ティファは、“わぁ、いいお天気”と小さく呟くと隣に寝ている男を見る。
男は逞しい腕をティファの身体に回し、子供の様な顔でまだ寝ている。
その寝顔を見て、ティファはくすりと笑う。
昨日、甘い言葉でさんざん自分を鳴かせた人物とはとても思えない。
子供達が泊まりがけでバレットの所に行っているので、お誘いがあるのは分かっていたが、
昨日は少し張り切り過ぎたようだ。
どことなく甘えた表情でティファの肩に額をくっつける様にして眠っている。
巻き付いている腕をそっとほどき、起こさない様にそっと上体を起こす。
男が寝ているのをいい事に、何も着ていないまま、うぅ〜んと大きな伸びをする。
ついてに、腕だけでストレッチの様な、踊りの様なポーズを取ってみる。
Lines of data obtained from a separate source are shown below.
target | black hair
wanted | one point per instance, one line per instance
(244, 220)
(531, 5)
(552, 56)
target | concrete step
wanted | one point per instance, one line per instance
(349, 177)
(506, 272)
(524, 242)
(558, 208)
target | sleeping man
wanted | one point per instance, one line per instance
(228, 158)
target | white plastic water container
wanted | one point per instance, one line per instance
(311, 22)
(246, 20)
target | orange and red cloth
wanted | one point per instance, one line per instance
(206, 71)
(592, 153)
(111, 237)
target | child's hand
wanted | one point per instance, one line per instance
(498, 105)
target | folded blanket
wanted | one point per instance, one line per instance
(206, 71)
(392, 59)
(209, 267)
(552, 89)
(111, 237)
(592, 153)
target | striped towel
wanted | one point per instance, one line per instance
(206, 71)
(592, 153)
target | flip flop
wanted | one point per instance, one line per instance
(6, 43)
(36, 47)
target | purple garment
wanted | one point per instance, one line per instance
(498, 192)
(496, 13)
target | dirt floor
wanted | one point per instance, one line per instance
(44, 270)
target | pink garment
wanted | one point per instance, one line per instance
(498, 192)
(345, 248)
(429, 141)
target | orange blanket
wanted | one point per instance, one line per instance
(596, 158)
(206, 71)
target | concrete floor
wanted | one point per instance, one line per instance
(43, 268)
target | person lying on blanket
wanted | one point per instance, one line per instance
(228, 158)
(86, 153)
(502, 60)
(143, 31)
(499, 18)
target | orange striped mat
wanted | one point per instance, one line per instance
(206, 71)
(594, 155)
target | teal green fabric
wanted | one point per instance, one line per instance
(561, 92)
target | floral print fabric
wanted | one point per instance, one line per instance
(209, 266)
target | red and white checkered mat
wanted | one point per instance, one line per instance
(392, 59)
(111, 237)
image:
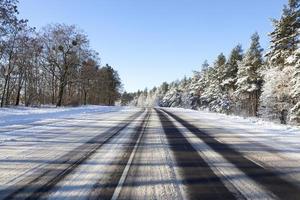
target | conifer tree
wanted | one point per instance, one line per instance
(248, 78)
(285, 36)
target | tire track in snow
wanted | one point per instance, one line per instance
(268, 179)
(198, 177)
(36, 187)
(112, 189)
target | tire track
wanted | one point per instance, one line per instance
(269, 179)
(198, 177)
(36, 187)
(112, 189)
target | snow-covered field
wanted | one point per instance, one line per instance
(164, 158)
(23, 115)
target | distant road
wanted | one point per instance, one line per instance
(150, 153)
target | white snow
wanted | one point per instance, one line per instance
(25, 115)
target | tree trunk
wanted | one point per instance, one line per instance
(4, 91)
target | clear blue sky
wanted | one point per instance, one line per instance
(151, 41)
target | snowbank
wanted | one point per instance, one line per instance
(25, 115)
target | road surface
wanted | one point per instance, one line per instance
(149, 153)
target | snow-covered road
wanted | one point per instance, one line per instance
(135, 153)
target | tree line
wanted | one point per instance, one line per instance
(250, 83)
(54, 65)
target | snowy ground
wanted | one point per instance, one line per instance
(101, 152)
(23, 115)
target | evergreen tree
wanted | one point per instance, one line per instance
(249, 80)
(229, 76)
(285, 37)
(230, 71)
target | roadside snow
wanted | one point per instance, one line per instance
(26, 115)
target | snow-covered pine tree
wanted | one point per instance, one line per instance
(295, 88)
(276, 99)
(229, 75)
(249, 80)
(218, 99)
(285, 36)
ふと胸元を見ると、ミルクの様に白く滑らかな肌に紅い跡が付いている。
いや、胸元だけではない、肩、鎖骨…
シーツを捲ればそこにも付いているのだろうが、ティファにはとてもそれを確認する勇気がなかった。
自分の身体に花びらの様に散った跡が情事を思い出させ、ティファは一人赤くなる。
(やだ…)
腕を胸の前で交差させても、朝の明るい光が見逃さないぞ、と言っている様で。
(…もう!)
ティファはぷぅっと頬を膨らませると、隣に眠っている男に声を掛ける。
「クラウド。」
反応はない。
「ねぇ…いいお天気だよ、起きて?…きゃっ!」
気が付くと、視界がぐるりと入れ替わり、目の前にクラウドの顔があった。
「おはよう。」
そうして、顔中にキスの雨を降ってくる。
「ん…もう、起きてたの?」
「あぁ。お陰でいい物を見させてもらった。」
「見てたの…?」
ティファが抗議の声を上げると同時に唇が塞がれた。
それは“おはようのキス”とはほど遠い濃厚な物で。
こんな朝からと必死でクラウドの身体を除けようと突っ張る腕もあっという間に押さえつけられる。
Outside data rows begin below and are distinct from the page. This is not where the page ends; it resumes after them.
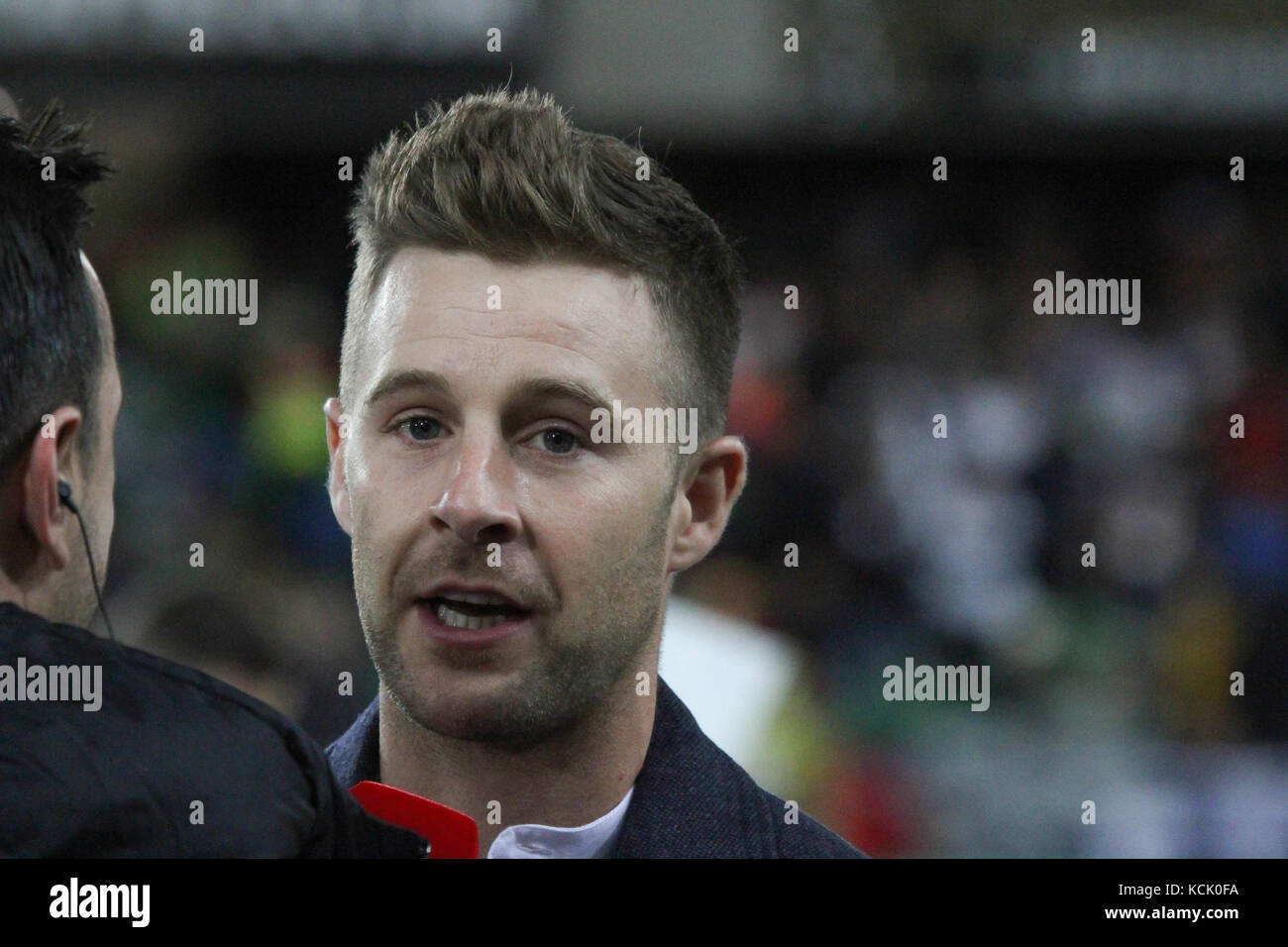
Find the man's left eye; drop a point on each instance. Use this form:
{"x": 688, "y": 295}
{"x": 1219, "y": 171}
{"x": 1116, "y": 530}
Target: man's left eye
{"x": 421, "y": 428}
{"x": 558, "y": 441}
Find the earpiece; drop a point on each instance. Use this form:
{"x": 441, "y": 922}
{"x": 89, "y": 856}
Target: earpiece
{"x": 64, "y": 497}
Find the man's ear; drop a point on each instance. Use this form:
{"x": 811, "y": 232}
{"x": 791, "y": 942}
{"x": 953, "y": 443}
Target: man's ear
{"x": 336, "y": 440}
{"x": 54, "y": 455}
{"x": 709, "y": 486}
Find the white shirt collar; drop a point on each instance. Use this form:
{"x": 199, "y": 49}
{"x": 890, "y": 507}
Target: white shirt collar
{"x": 591, "y": 840}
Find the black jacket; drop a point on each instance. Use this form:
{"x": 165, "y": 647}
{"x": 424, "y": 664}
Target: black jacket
{"x": 123, "y": 780}
{"x": 691, "y": 799}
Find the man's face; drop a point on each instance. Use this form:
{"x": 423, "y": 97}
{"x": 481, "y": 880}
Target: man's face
{"x": 469, "y": 472}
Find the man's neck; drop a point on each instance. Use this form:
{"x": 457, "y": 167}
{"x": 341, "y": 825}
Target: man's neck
{"x": 568, "y": 781}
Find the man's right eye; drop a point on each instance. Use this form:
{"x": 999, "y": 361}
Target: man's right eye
{"x": 421, "y": 428}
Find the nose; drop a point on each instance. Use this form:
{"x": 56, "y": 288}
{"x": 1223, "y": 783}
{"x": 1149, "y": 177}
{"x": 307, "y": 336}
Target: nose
{"x": 478, "y": 502}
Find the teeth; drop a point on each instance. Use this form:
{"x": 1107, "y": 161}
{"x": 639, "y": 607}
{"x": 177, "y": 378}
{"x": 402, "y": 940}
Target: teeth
{"x": 478, "y": 598}
{"x": 452, "y": 618}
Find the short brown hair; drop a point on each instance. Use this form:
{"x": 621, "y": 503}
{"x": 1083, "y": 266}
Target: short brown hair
{"x": 507, "y": 175}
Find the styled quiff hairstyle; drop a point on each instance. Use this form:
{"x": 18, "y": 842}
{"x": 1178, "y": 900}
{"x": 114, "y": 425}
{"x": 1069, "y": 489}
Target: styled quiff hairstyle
{"x": 506, "y": 175}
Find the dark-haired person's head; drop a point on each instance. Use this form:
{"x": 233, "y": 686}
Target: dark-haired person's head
{"x": 514, "y": 274}
{"x": 59, "y": 386}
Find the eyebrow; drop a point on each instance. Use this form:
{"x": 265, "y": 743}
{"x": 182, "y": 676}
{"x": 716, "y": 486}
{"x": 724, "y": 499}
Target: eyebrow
{"x": 550, "y": 388}
{"x": 407, "y": 377}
クラウドは自分の身体の下から逃れようとするティファを身体ごと押さえ込み、やがて、ぐったりとキスを受け入れるのを確認すると、漸く唇を離した。
ティファは目尻に涙を浮かべながら恨めしげにクラウドを見上げる。
クラウドはフッと笑うと、再びティファの唇を塞ぐ。
逃げる舌を追い、絡めとる。
息苦しいのか、ティファがいやいやと首を振り、唇が離れると今度は首筋に舌を這わせる。
「やっ…だめ…ぇ…」
ティファが息も絶え絶えに抗議する。
「も…う…こんな…に明るいのに…」
「ティファが悪い。」
耳元で囁かれ、くすぐったくて身体を縮めるティファの耳たぶを柔らかく噛む。
「きゃっ!」
甘い悲鳴を上げて、きゅっと自分にしがみついてくる腕の中の恋人が可愛くて仕方がない。
「朝っぱらから、誘惑するからだ。」
朝日を受けて白い身体が輝いていた。ティファの細い腕が軽やかに舞うのを、クラウドは息を詰めて見つめていたのだ。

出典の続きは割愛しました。